Nada ha podido equipararse en mi percepción de los que es el disfrute del veraneo, con los años de Matalascañas. Las mañanas de rastrillo y volantín, a mariscar la coquina y pescar  el jurel. Las coquinas  recién cogidas, sólo rehogadas  con ajito y vino eran el aperitivo compartido con los vecinos. Las tardes de pesca muy cerca de la desembocadura del Guadalquivir, las cañas equipadas con las tanzas de acero para la anchova. El anochecer recogiendo la pesca, la candela en la playa, para brasear las anchovas, la cena comunitaria, yo pongo esto tú pones lo otro. Las bromas, el cante, el baile, el sueño profundo arrullado por el rumor del mar.

Algo de esa vida se reproducía en el camping. Cuando situabas la tienda para temporadas largas, el intercambio ocasional con personas de distinta procedencia, que se van sucediendo, enriquece, el inglés para aprobar de la Escuela Técnica se desentumece y agiliza, las perspectivas, los enfoques de la vida se amplían, y al final entre los naturales del país, a fuerza de tiempo, termina por hacerse comunidad, construirse grupos, cadenas de relaciones más estables, comportamiento de veraneantes. Relaciones sociales orientadas a lo lúdico, al disfrute de tiempo y espacio.

Sales de ese entorno y vuelves a ser un turista más, un consumidor ávido de la aventura enlatada, programada. Tienes que hacer esfuerzos para transformar vacaciones en veraneo y tus vecinos ocasionales, hoscos  o indiferentes individualistas, en veraneantes. A veces lo consigues, las menos.
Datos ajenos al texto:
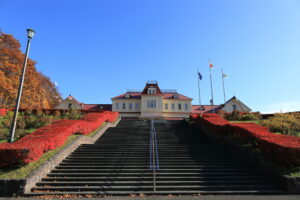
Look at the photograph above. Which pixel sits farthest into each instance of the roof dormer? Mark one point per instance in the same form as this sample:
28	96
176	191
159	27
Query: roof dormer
151	90
127	96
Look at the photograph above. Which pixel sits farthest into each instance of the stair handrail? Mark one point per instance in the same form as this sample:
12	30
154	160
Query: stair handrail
154	164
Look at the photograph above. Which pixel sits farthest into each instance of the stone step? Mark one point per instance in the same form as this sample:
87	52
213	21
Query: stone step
160	171
150	178
149	173
150	183
174	192
158	188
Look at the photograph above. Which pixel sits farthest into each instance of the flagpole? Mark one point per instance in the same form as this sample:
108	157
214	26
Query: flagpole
199	88
223	88
211	88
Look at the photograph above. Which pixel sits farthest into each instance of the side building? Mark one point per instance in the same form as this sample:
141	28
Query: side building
152	102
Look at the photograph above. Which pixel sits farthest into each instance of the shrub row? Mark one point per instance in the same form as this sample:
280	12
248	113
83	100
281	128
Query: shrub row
282	149
31	147
3	111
Pero siempre encuentras a alguien que busca lo mismo que tú, en el fondo todos esperamos que las vacaciones sean fuente extraordinaria de emociones y eso no pueden facilitarlo las instalaciones, las infraestructuras, es cosa de las personas. Hay que invertir esfuerzo personal en convertir al turista en veraneante.  Pero como ya me coge un tanto cansado, en viaje de vuelta, este año volveré a Caño Guerrero, donde aun flota en el ambiente el espíritu de Matalascañas, de los veraneantes de Matalascañas.